Pyramids of Mars
“Spirits of ancient Egypt. Hung on the telly. Hung on the telly.”
I enjoy a good coincidence. There are times when I feel like coincidence is the operating system of the universe. So much of my life, of every life I’m aware of, really, hangs by threads of coincidence. There are children out there who only exist because I long ago encouraged someone to migrate across the country and come and work where I did, meaning they met their now partner and eventually reproduced. But I only knew that person because they were related by marriage to someone I met on my first day of senior school. Thus those children in some sense owe their existence not just to decisions I made when I was eleven years old, but also to exams I did when I was ten. Exams which, in those days, were used to sort children in various parts of Britain into different kinds of schools, based on their perceived academic ability when they were ten.

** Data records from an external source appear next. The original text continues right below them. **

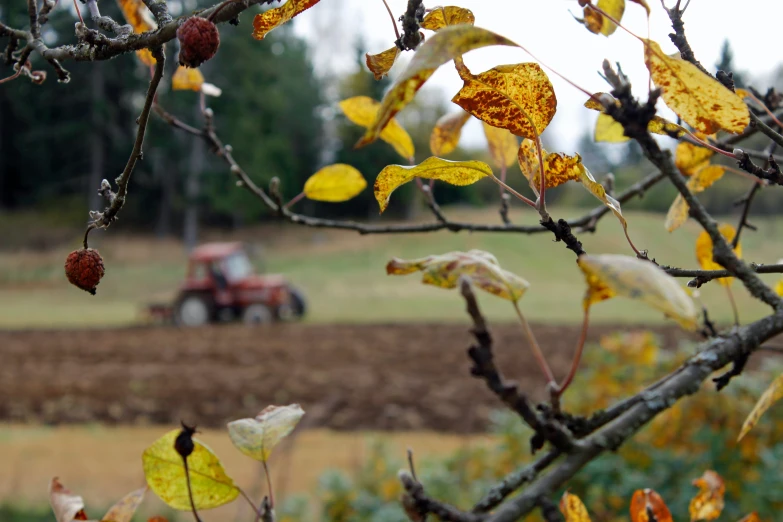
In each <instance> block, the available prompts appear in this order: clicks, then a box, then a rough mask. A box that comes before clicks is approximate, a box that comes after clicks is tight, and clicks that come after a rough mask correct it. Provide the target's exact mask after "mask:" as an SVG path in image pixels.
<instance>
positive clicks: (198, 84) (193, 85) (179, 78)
mask: <svg viewBox="0 0 783 522" xmlns="http://www.w3.org/2000/svg"><path fill="white" fill-rule="evenodd" d="M202 85H204V76H203V75H202V74H201V71H200V70H199V69H195V68H192V67H184V66H182V65H180V66H179V67H177V70H176V71H174V76H172V77H171V89H172V90H174V91H188V90H189V91H196V92H198V91H200V90H201V86H202Z"/></svg>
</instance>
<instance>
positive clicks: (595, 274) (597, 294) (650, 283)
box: [577, 254, 698, 330]
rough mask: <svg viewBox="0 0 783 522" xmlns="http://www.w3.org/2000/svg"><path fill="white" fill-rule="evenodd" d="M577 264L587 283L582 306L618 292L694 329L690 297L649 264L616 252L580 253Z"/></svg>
mask: <svg viewBox="0 0 783 522" xmlns="http://www.w3.org/2000/svg"><path fill="white" fill-rule="evenodd" d="M577 264H578V265H579V268H580V269H581V270H582V273H583V274H584V275H585V280H586V282H587V285H588V288H587V293H586V294H585V297H584V301H583V306H584V307H585V309H587V308H589V307H590V306H591V305H592V304H595V303H598V302H600V301H603V300H605V299H608V298H610V297H613V296H615V295H618V296H622V297H627V298H629V299H635V300H639V301H642V302H643V303H645V304H646V305H648V306H650V307H652V308H655V309H657V310H660V311H661V312H663V313H664V314H665V315H666V316H668V317H671V318H672V319H674V320H675V321H677V322H678V323H679V324H680V326H682V327H683V328H685V329H687V330H694V329H695V328H696V326H697V324H698V323H697V319H698V313H697V311H696V306H695V305H694V304H693V300H692V299H691V298H690V297H689V296H688V294H686V293H685V290H683V289H682V287H681V286H680V285H679V283H677V281H676V280H675V279H674V278H673V277H671V276H670V275H668V274H667V273H666V272H664V271H663V270H661V269H660V268H659V267H657V266H656V265H654V264H653V263H650V262H649V261H643V260H641V259H637V258H635V257H630V256H622V255H616V254H603V255H588V254H582V255H581V256H579V259H578V260H577Z"/></svg>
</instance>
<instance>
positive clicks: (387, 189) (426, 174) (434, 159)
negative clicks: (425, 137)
mask: <svg viewBox="0 0 783 522" xmlns="http://www.w3.org/2000/svg"><path fill="white" fill-rule="evenodd" d="M487 176H492V168H491V167H490V166H489V165H487V164H486V163H483V162H481V161H449V160H444V159H441V158H437V157H435V156H432V157H430V158H427V159H426V160H424V161H423V162H421V163H419V164H418V165H413V166H403V165H389V166H388V167H386V168H384V169H383V170H382V171H381V172H380V173H379V174H378V177H377V178H375V187H374V188H375V199H376V200H378V205H379V206H380V208H381V213H383V211H384V210H386V207H387V206H388V205H389V198H390V197H391V193H392V192H393V191H394V190H395V189H396V188H397V187H399V186H400V185H404V184H405V183H407V182H409V181H411V180H412V179H413V178H425V179H436V180H440V181H445V182H446V183H450V184H452V185H458V186H465V185H472V184H473V183H475V182H477V181H478V180H480V179H481V178H485V177H487Z"/></svg>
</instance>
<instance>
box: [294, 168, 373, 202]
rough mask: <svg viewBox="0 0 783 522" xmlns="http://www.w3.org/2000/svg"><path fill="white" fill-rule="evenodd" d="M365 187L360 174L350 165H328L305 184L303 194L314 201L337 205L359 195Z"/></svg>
mask: <svg viewBox="0 0 783 522" xmlns="http://www.w3.org/2000/svg"><path fill="white" fill-rule="evenodd" d="M366 186H367V182H366V181H365V180H364V176H362V173H361V172H359V171H358V170H356V169H355V168H354V167H352V166H350V165H346V164H344V163H336V164H334V165H328V166H326V167H324V168H322V169H321V170H319V171H318V172H316V173H315V174H313V175H312V176H310V178H308V180H307V181H306V182H305V186H304V193H305V196H307V197H308V198H310V199H313V200H316V201H329V202H332V203H339V202H341V201H348V200H349V199H352V198H354V197H356V196H358V195H359V193H360V192H361V191H362V190H364V188H365V187H366Z"/></svg>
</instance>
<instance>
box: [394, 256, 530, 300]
mask: <svg viewBox="0 0 783 522" xmlns="http://www.w3.org/2000/svg"><path fill="white" fill-rule="evenodd" d="M417 271H421V272H423V275H422V283H424V284H427V285H433V286H437V287H439V288H456V287H457V285H458V284H459V278H460V277H467V278H468V279H470V282H471V283H472V284H473V285H474V286H476V287H477V288H480V289H481V290H484V291H485V292H489V293H490V294H492V295H496V296H498V297H500V298H502V299H506V300H508V301H513V302H516V301H518V300H519V299H520V298H521V297H522V296H523V295H524V293H525V292H526V291H527V289H528V288H529V287H530V283H528V282H527V281H526V280H525V279H523V278H521V277H519V276H518V275H516V274H514V273H512V272H509V271H508V270H504V269H503V268H501V267H500V265H499V263H498V261H497V259H496V258H495V256H493V255H492V254H490V253H489V252H484V251H482V250H470V251H468V252H449V253H447V254H441V255H435V256H427V257H424V258H420V259H413V260H404V259H397V258H394V259H392V260H391V261H389V263H388V264H387V265H386V273H387V274H389V275H406V274H411V273H413V272H417Z"/></svg>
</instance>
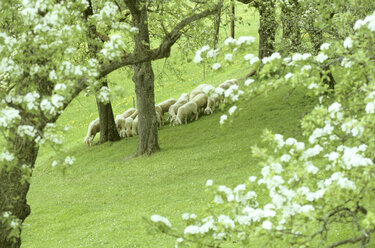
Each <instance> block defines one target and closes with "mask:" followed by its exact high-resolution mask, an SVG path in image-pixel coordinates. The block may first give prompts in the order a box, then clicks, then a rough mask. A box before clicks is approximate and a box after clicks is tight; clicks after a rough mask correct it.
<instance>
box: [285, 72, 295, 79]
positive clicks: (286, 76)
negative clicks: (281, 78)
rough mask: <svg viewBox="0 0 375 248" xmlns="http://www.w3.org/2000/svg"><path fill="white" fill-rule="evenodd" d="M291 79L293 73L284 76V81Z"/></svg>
mask: <svg viewBox="0 0 375 248" xmlns="http://www.w3.org/2000/svg"><path fill="white" fill-rule="evenodd" d="M291 77H293V73H290V72H289V73H288V74H286V75H285V79H286V80H288V79H289V78H291Z"/></svg>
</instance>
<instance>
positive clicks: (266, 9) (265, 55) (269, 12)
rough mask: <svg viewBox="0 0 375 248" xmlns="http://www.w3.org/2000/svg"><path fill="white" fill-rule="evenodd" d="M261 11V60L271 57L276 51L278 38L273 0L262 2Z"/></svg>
mask: <svg viewBox="0 0 375 248" xmlns="http://www.w3.org/2000/svg"><path fill="white" fill-rule="evenodd" d="M258 10H259V30H258V33H259V55H258V57H259V58H260V59H262V58H264V57H267V56H270V55H271V54H272V53H273V52H274V51H275V48H274V44H275V36H276V29H277V23H276V16H275V15H276V14H275V11H276V10H275V3H274V2H273V1H272V0H267V1H261V2H260V3H259V6H258Z"/></svg>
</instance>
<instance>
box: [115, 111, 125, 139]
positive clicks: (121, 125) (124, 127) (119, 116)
mask: <svg viewBox="0 0 375 248" xmlns="http://www.w3.org/2000/svg"><path fill="white" fill-rule="evenodd" d="M115 123H116V129H117V132H118V134H119V135H120V137H121V138H125V136H126V132H125V118H124V117H123V116H122V115H117V116H116V118H115Z"/></svg>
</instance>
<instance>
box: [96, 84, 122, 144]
mask: <svg viewBox="0 0 375 248" xmlns="http://www.w3.org/2000/svg"><path fill="white" fill-rule="evenodd" d="M102 87H108V83H107V81H105V82H104V83H103V85H102ZM96 104H97V106H98V112H99V120H100V141H99V143H100V144H103V143H105V142H107V141H118V140H120V136H119V134H118V132H117V129H116V123H115V119H114V117H113V111H112V105H111V102H110V101H109V102H108V103H103V102H101V101H99V100H98V99H96Z"/></svg>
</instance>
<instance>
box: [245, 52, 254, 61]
mask: <svg viewBox="0 0 375 248" xmlns="http://www.w3.org/2000/svg"><path fill="white" fill-rule="evenodd" d="M252 58H254V54H251V53H249V54H246V55H245V56H244V59H245V60H251V59H252Z"/></svg>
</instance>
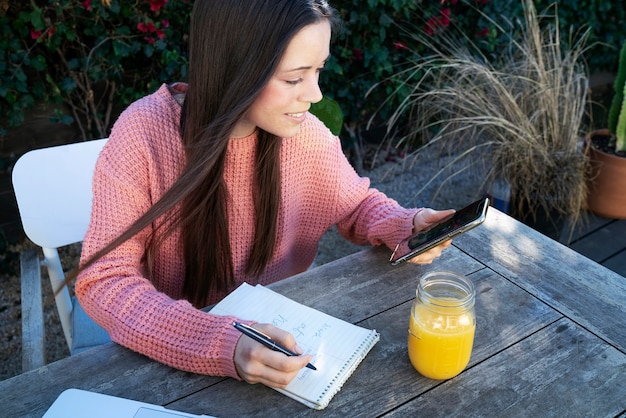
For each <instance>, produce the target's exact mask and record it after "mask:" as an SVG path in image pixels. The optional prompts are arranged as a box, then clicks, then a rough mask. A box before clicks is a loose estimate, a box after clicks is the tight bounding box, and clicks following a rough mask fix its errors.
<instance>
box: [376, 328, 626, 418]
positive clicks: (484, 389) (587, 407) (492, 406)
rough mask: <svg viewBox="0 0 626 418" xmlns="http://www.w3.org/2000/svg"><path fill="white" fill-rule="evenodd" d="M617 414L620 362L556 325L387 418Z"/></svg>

Now, when I was ten, my next door neighbour’s Dad had Pyramids of Mars on VHS, and once I’d finished with his copy of Revenge of the Cybermen, he remembered that he’d neglected to mention that there was, in fact, a second Doctor Who videotape in the house. So I borrowed that too and watched it, and like Revenge of the Cybermen I loved it, and so watched it on a loop until I could copy it and hand it back.
Pyramids of Mars begins, oddly enough, with a slightly fiddly coincidence; companion Sarah Jane (Elisabeth Sladen) seems to put on period appropriate clothing at a whim before the TARDIS arrives in 1911. This feels like an artefact of the rushed rewriting of the story by script editor Robert Holmes, whose reworking of a Lewis Griefer script seemingly set in a Museum is credited to the mysterious pseudonym “Stephen Harris”. There are other wrinkles throughout the script that would be counted against the story by fans if it were a lesser production, or perhaps had it been made in another decade.